A circle has a much higher form of rotational symmetry. We can express it in terms of the Lie group of rotations that we have now encountered – with the whole lot of them leaving the shape unaltered. And we can go on to look at the symmetry of shapes like a sphere or a cylinder and in each case find the appropriate Lie group.
Thus the language of the mathematical group applies to geometrical shapes – and it also can be applied to any form of data that looks to have a pattern. The concept of a group involves the categorising of the form of symmetry found in data.

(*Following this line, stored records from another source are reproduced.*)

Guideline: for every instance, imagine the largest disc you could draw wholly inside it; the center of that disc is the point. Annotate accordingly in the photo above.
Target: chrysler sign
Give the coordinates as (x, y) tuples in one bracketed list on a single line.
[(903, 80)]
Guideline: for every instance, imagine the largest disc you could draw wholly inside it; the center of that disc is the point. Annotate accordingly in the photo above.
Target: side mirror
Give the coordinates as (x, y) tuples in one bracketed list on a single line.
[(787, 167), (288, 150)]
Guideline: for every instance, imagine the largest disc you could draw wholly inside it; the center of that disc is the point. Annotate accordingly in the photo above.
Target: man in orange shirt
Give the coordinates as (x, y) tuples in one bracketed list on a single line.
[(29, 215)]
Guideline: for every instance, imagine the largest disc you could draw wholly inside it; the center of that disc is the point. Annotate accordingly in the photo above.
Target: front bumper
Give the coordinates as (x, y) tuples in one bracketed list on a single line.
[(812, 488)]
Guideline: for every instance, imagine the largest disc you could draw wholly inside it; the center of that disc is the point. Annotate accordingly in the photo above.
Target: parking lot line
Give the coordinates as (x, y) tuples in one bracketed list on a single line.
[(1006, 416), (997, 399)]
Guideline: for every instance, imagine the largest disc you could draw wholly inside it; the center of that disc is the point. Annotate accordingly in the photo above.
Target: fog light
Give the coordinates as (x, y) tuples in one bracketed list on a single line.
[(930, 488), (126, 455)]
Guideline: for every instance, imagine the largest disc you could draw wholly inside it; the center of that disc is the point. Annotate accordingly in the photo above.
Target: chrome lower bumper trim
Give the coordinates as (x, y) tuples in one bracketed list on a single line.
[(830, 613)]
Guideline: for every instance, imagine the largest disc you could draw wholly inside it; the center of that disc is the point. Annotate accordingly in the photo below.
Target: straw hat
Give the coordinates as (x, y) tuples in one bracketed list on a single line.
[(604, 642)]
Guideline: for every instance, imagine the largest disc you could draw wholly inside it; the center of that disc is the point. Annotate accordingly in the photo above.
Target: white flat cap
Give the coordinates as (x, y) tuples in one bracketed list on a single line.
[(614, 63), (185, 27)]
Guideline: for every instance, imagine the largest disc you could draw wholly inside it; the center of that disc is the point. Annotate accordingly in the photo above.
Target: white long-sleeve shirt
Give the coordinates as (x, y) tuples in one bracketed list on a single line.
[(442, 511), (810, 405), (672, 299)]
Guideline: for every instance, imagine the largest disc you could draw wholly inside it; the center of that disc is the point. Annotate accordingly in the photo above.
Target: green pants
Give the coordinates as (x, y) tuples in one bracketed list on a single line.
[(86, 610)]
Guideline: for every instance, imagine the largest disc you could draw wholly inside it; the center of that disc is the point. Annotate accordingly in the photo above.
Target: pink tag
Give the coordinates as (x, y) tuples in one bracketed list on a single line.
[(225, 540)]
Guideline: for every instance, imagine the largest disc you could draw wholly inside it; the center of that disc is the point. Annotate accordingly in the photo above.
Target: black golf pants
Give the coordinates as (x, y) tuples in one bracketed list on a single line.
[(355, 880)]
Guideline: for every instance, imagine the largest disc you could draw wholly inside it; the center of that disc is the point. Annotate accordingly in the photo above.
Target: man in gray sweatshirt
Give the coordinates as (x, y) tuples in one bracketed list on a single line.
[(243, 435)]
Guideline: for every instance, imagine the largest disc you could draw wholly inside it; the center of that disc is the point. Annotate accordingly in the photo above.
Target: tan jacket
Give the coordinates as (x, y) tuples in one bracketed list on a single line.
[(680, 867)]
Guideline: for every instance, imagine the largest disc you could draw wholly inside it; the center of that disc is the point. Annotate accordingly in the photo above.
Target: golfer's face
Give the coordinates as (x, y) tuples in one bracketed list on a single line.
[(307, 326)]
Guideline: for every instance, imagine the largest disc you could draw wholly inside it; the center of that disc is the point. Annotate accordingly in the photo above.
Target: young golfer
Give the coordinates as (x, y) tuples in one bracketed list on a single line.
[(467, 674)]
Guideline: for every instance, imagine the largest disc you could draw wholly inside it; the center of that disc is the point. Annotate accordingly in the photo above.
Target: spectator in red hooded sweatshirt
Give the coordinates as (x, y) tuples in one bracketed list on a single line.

And this leads to the power of this thinking when applied to the world of elementary particles. When people first looked for elementary particles, they found just a very few – ones familiar to us today, such as the proton, the neutron, which between them form the core of an atom, its nucleus, and the electron, which swirls in a cloud around the nucleus to form an atom. But as time went on and particle-detectors became more sophisticated, the number grew of particles, and now there are several hundred.
Quite a lot of them might hardly seem to deserve the name ‘particle’, since they twinkle in and out of existence in a micro-fraction of a second. But to the researchers they still count, and they have been carefully analysed and recorded.
The particles are categorised by numbers, specifying aspects such as their electric charge and various other features. And when the particles are all set out in array, according to the various numbers, patterns start to emerge.